Filmde insanları birbirine bağlayan duygusal bir hikaye yoksun. Aile bağları, kardeşlik ilişkileri ve hayatta kalma mücadelesi gibi temalar, kadınların gözünden bakıldığında çok daha derinlikli bir şekilde işlenebilirdi. Kadınların bir filmdeki duygusal boyutlarıyla daha fazla bağ kurabilmesi, izleyiciyi hikayenin içine çekebilir, ancak “Kin” bunu başaramamış.

Sonuç ve Provokatif Sorular: Neredeyse Tamamen Boş Bir Uyarlama mı?
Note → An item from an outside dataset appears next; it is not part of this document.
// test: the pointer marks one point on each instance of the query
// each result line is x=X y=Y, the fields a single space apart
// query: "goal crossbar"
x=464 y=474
“Kin”in nihayetinde bize sunduğu şeyin, sadece aksiyon ve görsel efektler olduğu açık. Ancak, öne çıkan çok az derinlikli karakter gelişimi, zayıf empati yaratma çabası ve klişelerle dolu hikayesi nedeniyle film, gerçekte oldukça tatminsiz bırakıyor.

Filmi izlerken “Gerçekten buna gerek var mıydı?” diye sorguluyorsunuz. Kısa filmin başarılı bir uyarlaması mı, yoksa yaratıcı anlamda bir “yazılım hatası” mı bu?

Peki siz ne düşünüyorsunuz? Uyarlamalar her zaman mı orijinal fikirlerden geride kalır? Bu filmdeki eksiklikler, sadece teknik ya da yaratıcı eksikliklerden mi kaynaklanıyor, yoksa sinemada kadın ve insan odaklı temaların daha fazla ön plana çıkması gerektiğini mi? Aksiyonun gerisinde ne kaldı?

Fikirlerinizi merakla bekliyorum, tartışmaya katılın!